Governo Lula rejeita criação de estatal para terras raras

O Brasil possui a segunda maior reserva mundial de terras raras.


O governo do presidente Luiz Inácio Lula da Silva (PT) decidiu não apoiar propostas que prevejam a criação de uma nova estatal voltada à exploração de minerais críticos no país, as chamadas “terras raras”.

O tema foi discutido em reunião realizada na quarta-feira (22), no Palácio da Alvorada, convocada pelo próprio presidente Lula, com a participação de diversos ministros.

De acordo com três ministros presentes no encontro, o governo federal consolidou posição contrária à criação de uma empresa estatal para o setor, que seria denominada “Terrabras”. A avaliação predominante é a de que o modelo não se mostra necessário neste momento e pode gerar entraves de natureza regulatória e fiscal.

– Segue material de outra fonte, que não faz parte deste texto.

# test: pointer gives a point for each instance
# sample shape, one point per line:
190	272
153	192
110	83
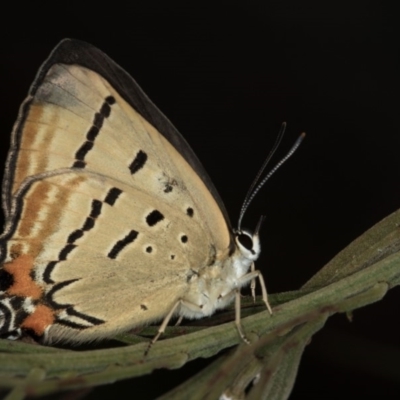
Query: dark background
227	76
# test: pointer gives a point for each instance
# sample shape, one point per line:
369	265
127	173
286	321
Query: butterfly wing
108	211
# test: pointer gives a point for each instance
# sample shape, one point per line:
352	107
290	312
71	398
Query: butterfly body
111	222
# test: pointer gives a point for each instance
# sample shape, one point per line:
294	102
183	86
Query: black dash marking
105	110
99	119
17	302
48	270
83	150
129	238
96	208
184	239
79	164
93	132
112	196
154	218
74	236
110	100
71	324
138	162
88	225
6	280
65	251
20	317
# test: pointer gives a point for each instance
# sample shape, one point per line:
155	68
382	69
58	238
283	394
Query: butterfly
111	222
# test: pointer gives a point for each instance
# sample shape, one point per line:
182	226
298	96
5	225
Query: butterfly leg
252	276
164	324
238	320
179	320
168	317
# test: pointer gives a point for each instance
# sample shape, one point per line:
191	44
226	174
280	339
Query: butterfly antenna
256	188
259	224
265	163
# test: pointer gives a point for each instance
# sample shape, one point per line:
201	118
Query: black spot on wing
184	239
154	218
138	162
121	244
112	196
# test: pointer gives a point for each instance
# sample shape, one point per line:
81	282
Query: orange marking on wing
23	285
39	320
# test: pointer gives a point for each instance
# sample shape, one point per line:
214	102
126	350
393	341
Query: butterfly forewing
107	219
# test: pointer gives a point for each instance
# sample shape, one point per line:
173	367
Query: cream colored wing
108	211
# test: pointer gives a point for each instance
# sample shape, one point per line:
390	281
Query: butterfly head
248	244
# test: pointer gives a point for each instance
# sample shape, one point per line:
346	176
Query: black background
227	75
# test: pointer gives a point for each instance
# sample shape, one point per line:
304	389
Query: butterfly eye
245	240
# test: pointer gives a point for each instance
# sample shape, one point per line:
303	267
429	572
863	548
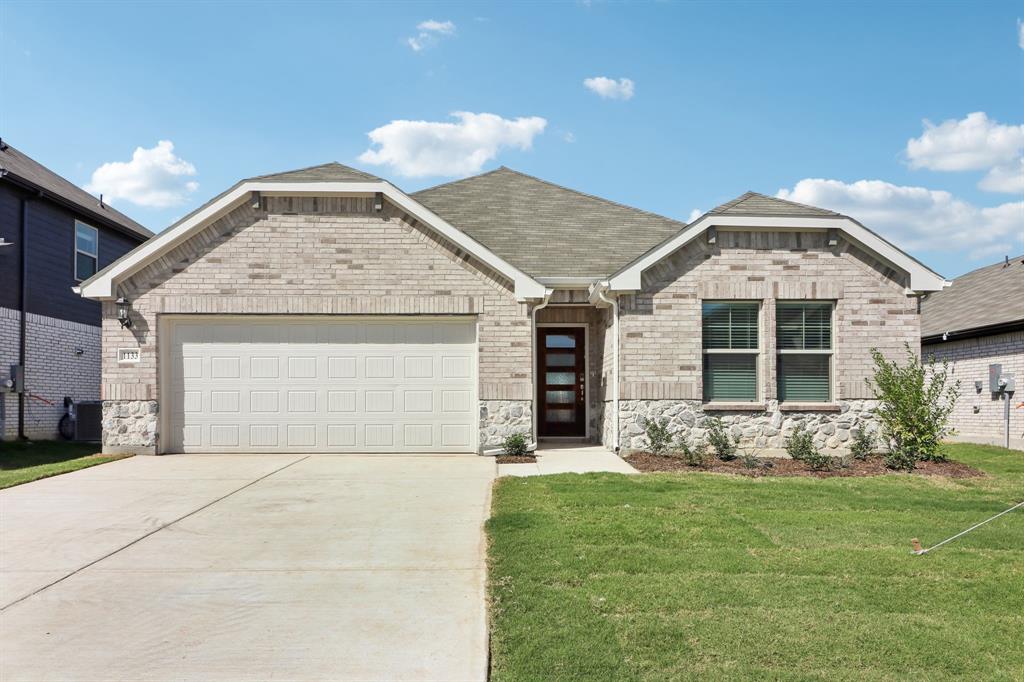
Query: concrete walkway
248	567
569	458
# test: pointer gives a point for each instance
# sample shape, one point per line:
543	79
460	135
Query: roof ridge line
595	197
463	179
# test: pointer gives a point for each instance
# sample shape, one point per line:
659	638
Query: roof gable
544	228
986	297
752	203
29	170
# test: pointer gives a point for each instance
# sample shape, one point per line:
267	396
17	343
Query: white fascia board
103	286
922	279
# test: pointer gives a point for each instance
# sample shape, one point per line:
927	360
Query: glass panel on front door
561	389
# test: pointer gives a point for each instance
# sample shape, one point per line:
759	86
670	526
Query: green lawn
605	577
23	462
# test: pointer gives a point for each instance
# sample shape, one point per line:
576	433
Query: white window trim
758	353
833	385
94	256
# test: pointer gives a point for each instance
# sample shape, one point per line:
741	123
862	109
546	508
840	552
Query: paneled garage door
320	385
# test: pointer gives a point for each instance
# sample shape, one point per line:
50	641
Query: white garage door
320	385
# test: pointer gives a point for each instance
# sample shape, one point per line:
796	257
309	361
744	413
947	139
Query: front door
561	380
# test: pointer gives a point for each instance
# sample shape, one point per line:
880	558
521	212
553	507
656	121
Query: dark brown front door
561	382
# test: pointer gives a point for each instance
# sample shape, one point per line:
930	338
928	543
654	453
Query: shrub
862	445
721	441
658	436
695	455
750	461
801	446
515	444
914	402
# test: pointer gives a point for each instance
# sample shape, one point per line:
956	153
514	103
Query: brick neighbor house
52	236
324	309
976	323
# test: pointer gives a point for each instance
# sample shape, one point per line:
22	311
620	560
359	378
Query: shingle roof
28	170
752	203
332	172
989	296
546	229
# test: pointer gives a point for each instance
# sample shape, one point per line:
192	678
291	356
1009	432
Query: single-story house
978	322
52	235
325	309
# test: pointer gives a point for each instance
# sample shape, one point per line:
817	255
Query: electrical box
993	378
15	380
999	381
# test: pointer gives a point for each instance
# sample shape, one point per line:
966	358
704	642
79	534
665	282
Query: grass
24	462
658	577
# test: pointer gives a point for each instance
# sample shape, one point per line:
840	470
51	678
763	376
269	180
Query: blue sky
816	101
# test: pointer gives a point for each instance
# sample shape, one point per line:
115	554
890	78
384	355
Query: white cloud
916	217
609	88
430	33
1008	178
154	177
418	148
975	142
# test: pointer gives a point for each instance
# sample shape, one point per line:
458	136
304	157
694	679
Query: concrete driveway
239	567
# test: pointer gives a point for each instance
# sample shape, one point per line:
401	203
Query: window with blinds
729	333
804	341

A proposta de criação da Terrabras é defendida por uma ala do PT e consta em dois projetos de lei — um de autoria do deputado Pedro Uczai (PT-SC) e outro do deputado Rodrigo Rollemberg (PSB-DF).

Ambas as iniciativas tratam de diretrizes para a política nacional de minerais críticos, considerados estratégicos para a transição energética e para cadeias produtivas de alta tecnologia.

Os defensores da criação da Terrabras argumentam que os minerais críticos constituem uma riqueza estratégica do país e, portanto, devem ser explorados sob controle estatal.

As terras raras são um conjunto de 17 elementos químicos essenciais para diversas indústrias de alta tecnologia. Seu principal uso está na produção de ímãs permanentes de alta potência, capazes de manter suas propriedades magnéticas por longos períodos. Esses componentes permitem a fabricação de equipamentos menores, mais leves e mais eficientes do que alternativas convencionais, sendo fundamentais para veículos elétricos, turbinas eólicas e outros sistemas de energia limpa.

De acordo com o mais recente relatório do USGS (Serviço Geológico dos Estados Unidos), o Brasil possui a segunda maior reserva mundial de terras raras, estimada em 21 milhões de toneladas, atrás apenas da China, com 44 milhões de toneladas.